Sorting a sequence of numbers into nondecreasing order is a problem that arises frequent in practice. The class of algorithms that addresses this problem are the sorting algorithms. Sorting algorithms may perform key comparison or not. When analyzing sorting algorithms, characteristics such as whether the algorithm is in place or whether the algorithm is stable may be discussed. Examples of sorting algorithms are insertion sort, merge sort.
The Selection Problem
The ith order statistic problems require selecting ith smallest element of a set. Finding the median is a particular case of a ith order statistic problem. These problems are known as the selection problem. They can be resolved generically by sorting the entire set and then selecting the desired element. However, key comparison sorting cannot be done more efficiently than Ω(n lgn), and more specialized and faster algorithms for the selection problem exist.
Algorithms whose behavior is determined not only by input, but also by the values produced by a random-number generator that are called randomized algorithms. A randomized algorithm implies an inherent probability distribution for one or more variable, so the running time of such an algorithm may differ on different inputs on the same size. Probabilistic analysis is used to analyze running time of randomized algorithms.
Number-theoretic algorithms are important due in large part to the invention of cryptographic schemes based on large prime numbers. Algorithms in this category are used to generate large prime numbers. Some of these algorithms, for example Miller-Rabin primality test algorithm, are not entirely correct, the sense that there is a very small chance of error, but the chance of error is so small that is considered acceptable.

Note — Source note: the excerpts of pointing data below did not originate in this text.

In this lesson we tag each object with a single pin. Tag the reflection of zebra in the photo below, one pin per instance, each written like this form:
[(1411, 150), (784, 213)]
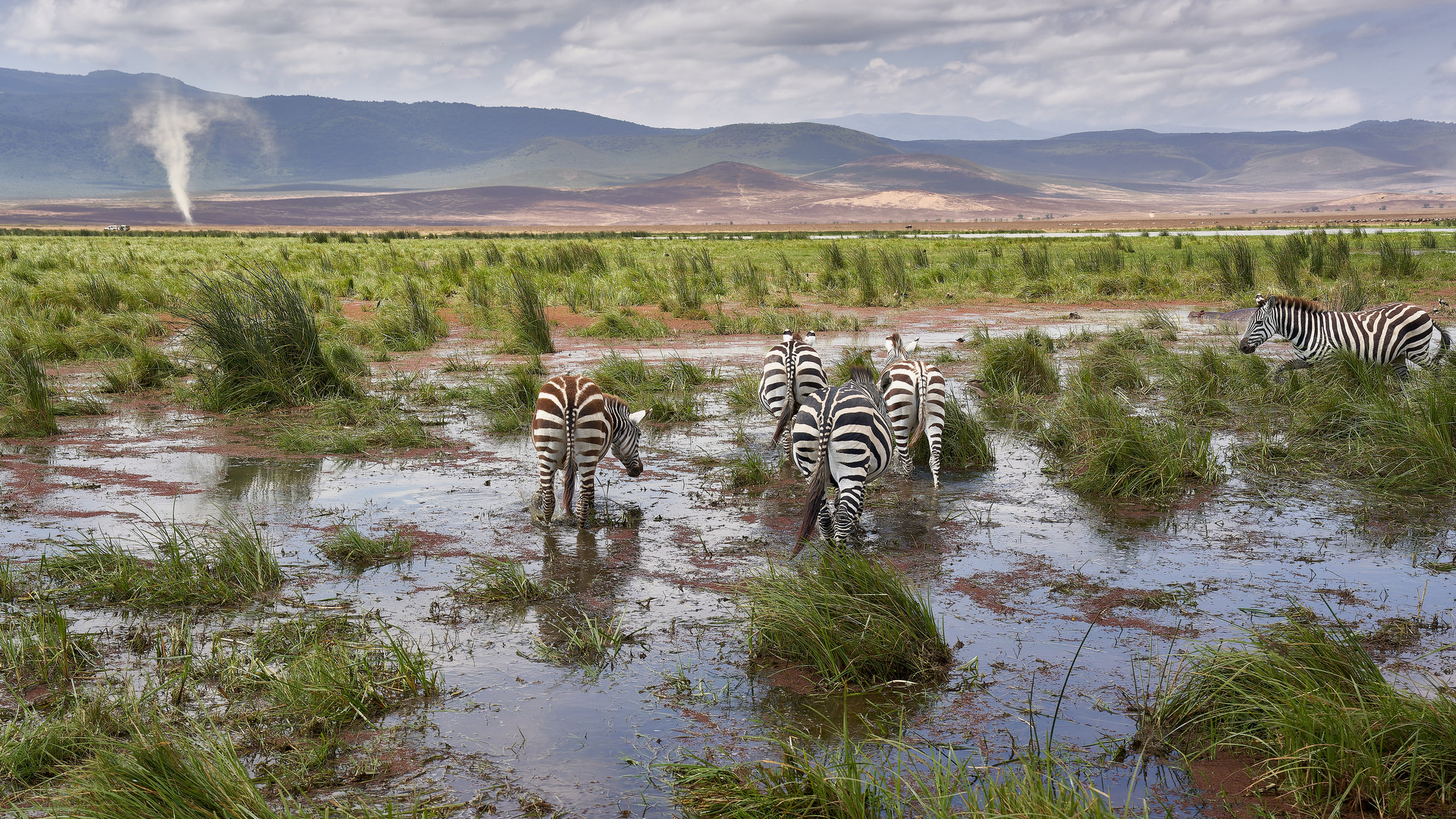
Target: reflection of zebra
[(842, 438), (791, 372), (1389, 334), (915, 397), (574, 425)]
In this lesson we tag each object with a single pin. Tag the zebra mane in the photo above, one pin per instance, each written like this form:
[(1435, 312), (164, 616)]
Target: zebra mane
[(1299, 303)]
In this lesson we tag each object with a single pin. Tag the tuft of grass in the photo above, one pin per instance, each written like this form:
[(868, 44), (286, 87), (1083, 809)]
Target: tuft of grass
[(743, 392), (351, 547), (584, 640), (1019, 365), (27, 398), (495, 580), (528, 330), (666, 391), (625, 322), (846, 620), (218, 564), (963, 441), (1329, 730), (808, 779), (259, 344), (1106, 449), (350, 426), (145, 369), (39, 648), (747, 468), (408, 322)]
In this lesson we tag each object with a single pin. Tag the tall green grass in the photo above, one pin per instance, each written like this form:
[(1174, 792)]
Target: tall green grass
[(259, 344), (1329, 727), (1107, 449), (221, 563), (846, 620)]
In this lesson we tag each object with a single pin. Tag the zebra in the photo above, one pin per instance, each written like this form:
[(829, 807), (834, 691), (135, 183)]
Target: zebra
[(573, 428), (915, 397), (1389, 334), (842, 436), (791, 362)]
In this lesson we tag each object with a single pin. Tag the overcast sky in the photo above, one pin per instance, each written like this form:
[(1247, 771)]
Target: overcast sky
[(1046, 63)]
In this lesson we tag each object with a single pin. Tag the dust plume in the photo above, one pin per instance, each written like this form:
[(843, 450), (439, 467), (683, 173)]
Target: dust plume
[(166, 124)]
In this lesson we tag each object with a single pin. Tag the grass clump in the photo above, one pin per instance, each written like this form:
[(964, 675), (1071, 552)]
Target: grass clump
[(625, 322), (145, 369), (590, 642), (259, 344), (528, 330), (1329, 730), (1019, 365), (351, 547), (666, 391), (887, 779), (846, 620), (27, 398), (350, 426), (39, 648), (216, 564), (963, 441), (495, 580), (1106, 449)]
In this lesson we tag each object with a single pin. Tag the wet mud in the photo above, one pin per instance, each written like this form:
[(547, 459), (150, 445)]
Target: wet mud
[(1019, 569)]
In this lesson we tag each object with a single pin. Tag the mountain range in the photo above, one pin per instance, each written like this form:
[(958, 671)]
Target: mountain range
[(73, 137)]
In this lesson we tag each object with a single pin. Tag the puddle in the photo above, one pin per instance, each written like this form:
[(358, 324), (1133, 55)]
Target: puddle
[(1018, 567)]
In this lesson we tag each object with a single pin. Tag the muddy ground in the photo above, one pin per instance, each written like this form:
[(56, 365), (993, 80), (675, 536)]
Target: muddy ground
[(1018, 567)]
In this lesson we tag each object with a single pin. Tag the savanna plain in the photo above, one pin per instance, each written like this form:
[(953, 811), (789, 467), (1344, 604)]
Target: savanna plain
[(268, 547)]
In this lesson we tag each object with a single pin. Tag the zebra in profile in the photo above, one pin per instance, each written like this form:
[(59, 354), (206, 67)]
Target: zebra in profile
[(573, 428), (791, 372), (915, 397), (1389, 334), (840, 436)]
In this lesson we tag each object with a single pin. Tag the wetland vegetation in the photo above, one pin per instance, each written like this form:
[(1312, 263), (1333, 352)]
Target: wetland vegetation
[(224, 661)]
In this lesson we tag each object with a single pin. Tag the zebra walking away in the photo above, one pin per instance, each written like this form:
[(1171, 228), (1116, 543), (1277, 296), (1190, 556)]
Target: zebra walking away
[(1389, 334), (840, 436), (915, 398), (791, 372), (574, 426)]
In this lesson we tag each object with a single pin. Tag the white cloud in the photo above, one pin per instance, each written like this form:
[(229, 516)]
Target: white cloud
[(695, 63)]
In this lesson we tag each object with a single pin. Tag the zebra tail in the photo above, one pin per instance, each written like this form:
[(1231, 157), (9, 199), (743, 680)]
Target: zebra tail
[(814, 503), (570, 468), (783, 416), (922, 394)]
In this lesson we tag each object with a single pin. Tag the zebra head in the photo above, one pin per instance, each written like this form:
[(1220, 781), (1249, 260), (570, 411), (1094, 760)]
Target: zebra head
[(1261, 325), (623, 444)]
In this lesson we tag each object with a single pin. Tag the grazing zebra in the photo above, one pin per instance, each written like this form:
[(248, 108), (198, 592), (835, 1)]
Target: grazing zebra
[(915, 397), (840, 436), (573, 428), (1389, 334), (791, 372)]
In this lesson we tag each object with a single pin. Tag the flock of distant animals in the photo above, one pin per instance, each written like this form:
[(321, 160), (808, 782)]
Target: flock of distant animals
[(848, 436)]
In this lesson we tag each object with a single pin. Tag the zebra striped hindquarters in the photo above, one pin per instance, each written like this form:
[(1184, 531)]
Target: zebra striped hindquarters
[(915, 400), (574, 426), (840, 438), (1389, 334), (792, 371)]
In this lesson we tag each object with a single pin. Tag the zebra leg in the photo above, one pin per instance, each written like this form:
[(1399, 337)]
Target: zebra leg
[(849, 503), (546, 491), (587, 502)]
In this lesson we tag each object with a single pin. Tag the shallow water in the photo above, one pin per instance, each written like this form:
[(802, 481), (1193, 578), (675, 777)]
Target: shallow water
[(996, 550)]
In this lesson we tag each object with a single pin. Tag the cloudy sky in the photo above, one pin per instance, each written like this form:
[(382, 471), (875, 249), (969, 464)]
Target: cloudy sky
[(1046, 63)]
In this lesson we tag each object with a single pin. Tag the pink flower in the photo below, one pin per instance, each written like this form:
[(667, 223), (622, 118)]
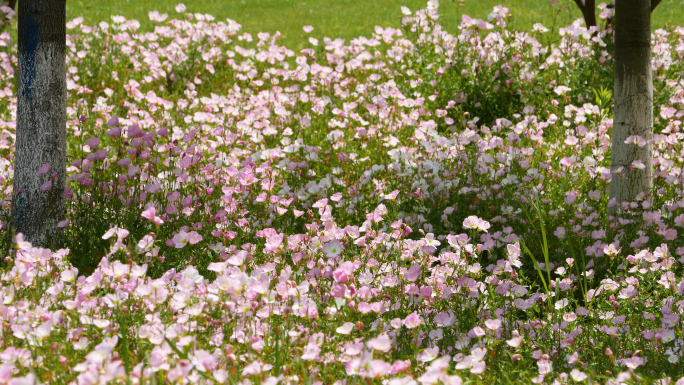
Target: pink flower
[(493, 324), (413, 320), (333, 248), (381, 343), (413, 273), (194, 237), (475, 223), (44, 169), (150, 214), (113, 121), (633, 362), (515, 341), (93, 143)]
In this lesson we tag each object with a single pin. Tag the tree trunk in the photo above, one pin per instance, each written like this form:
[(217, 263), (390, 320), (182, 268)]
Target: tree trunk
[(37, 207), (12, 4), (633, 114), (588, 8)]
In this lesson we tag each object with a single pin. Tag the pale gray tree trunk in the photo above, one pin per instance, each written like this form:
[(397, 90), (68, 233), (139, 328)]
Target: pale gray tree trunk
[(41, 121), (633, 90)]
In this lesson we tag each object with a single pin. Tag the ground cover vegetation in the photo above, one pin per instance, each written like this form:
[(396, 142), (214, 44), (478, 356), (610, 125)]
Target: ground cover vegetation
[(348, 19), (409, 207)]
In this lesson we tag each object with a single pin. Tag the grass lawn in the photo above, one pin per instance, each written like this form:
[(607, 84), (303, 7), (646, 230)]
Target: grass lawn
[(345, 18)]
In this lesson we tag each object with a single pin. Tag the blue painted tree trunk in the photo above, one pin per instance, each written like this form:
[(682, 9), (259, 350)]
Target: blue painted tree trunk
[(38, 195)]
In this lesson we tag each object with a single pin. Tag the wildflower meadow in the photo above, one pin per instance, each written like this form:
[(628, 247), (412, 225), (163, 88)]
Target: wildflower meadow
[(408, 207)]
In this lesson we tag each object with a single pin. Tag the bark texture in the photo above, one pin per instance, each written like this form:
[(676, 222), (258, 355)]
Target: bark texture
[(41, 121), (588, 8), (633, 90)]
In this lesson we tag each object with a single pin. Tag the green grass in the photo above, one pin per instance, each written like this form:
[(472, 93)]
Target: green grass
[(345, 18)]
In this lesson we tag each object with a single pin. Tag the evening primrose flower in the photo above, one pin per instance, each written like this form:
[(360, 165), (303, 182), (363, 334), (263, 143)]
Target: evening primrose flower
[(475, 223), (333, 248)]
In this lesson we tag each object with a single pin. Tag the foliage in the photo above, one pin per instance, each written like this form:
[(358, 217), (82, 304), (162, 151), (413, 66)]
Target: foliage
[(242, 213)]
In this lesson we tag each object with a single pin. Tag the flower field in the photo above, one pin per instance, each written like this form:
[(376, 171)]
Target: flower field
[(410, 207)]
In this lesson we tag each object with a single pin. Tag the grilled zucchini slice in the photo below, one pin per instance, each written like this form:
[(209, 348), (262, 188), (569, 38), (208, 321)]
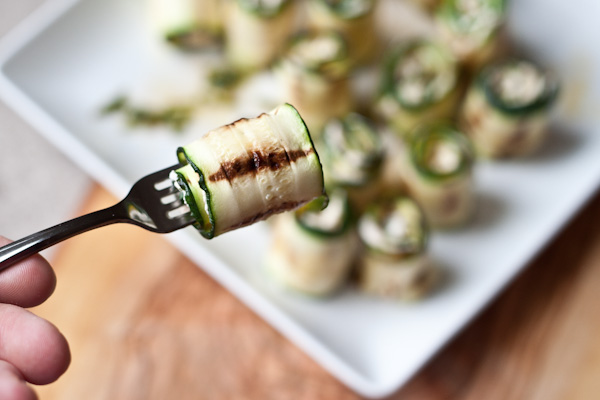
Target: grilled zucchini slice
[(246, 171)]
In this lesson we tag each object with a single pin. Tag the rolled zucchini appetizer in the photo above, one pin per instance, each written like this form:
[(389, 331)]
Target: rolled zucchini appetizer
[(256, 31), (187, 24), (246, 171), (438, 174), (506, 109), (427, 5), (352, 152), (395, 263), (354, 19), (420, 83), (470, 28), (314, 73), (312, 250)]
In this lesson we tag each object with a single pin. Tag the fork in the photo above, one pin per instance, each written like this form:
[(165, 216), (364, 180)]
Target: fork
[(152, 203)]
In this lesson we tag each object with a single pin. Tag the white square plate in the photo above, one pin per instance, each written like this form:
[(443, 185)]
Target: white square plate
[(71, 57)]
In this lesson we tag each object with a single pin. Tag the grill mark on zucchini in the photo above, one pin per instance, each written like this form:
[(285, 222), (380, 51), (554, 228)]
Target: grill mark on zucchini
[(286, 205), (255, 161)]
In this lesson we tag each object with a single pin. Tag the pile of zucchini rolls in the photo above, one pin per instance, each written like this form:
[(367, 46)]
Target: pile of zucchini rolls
[(398, 123)]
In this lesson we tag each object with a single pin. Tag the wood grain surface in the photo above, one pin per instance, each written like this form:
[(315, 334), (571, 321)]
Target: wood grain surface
[(144, 322)]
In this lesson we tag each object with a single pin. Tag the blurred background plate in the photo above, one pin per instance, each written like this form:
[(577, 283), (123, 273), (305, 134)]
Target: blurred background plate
[(72, 57)]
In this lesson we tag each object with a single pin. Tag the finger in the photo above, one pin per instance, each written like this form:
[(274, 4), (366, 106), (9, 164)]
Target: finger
[(12, 384), (27, 283), (33, 345)]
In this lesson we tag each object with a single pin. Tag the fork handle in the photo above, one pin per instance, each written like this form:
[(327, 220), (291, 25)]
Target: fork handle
[(32, 244)]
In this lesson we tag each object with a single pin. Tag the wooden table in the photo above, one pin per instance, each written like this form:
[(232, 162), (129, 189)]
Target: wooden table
[(145, 323)]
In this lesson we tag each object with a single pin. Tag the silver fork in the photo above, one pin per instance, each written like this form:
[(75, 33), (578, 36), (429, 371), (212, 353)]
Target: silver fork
[(152, 203)]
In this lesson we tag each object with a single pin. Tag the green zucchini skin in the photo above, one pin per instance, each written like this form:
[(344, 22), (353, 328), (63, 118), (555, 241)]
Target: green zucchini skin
[(310, 251), (436, 66), (438, 173), (394, 264), (249, 170), (501, 126), (317, 83), (464, 32), (351, 150), (541, 103)]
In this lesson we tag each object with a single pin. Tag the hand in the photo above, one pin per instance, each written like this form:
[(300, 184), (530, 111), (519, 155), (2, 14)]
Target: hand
[(31, 349)]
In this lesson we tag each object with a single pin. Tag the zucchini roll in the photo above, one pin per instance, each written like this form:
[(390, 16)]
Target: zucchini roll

Almost all the algorithms mentioned so far have been polynomial-time algorithms, which is to say that on an input of size n, their worst running time is O(nk) for some constant k. Generally, we think of a problem that is solvable by a polynomial-time algorithm as tractable or easy. A problem that requires super-polynomial time is designated intractable or hard. There are also problems whose status is unknown: no polynomial-time algorithm has been yet discovered for them, nor has anyone yet been able to prove that no polynomial-time algorithm can exist for any of them. This class of problems is called NP-complete problems. The set of NP-complete problems has the property that if an efficient algorithm exists for any one of them, then efficient algorithms exist for all of them. There are methods to show that a problem is NP-complete, and if that is the case, an approximation algorithm instead of a polynomial-time algorithm, can be developed form it.
Multicore processors require algorithms designed with parallelism in mind. These are the multithreaded algorithms.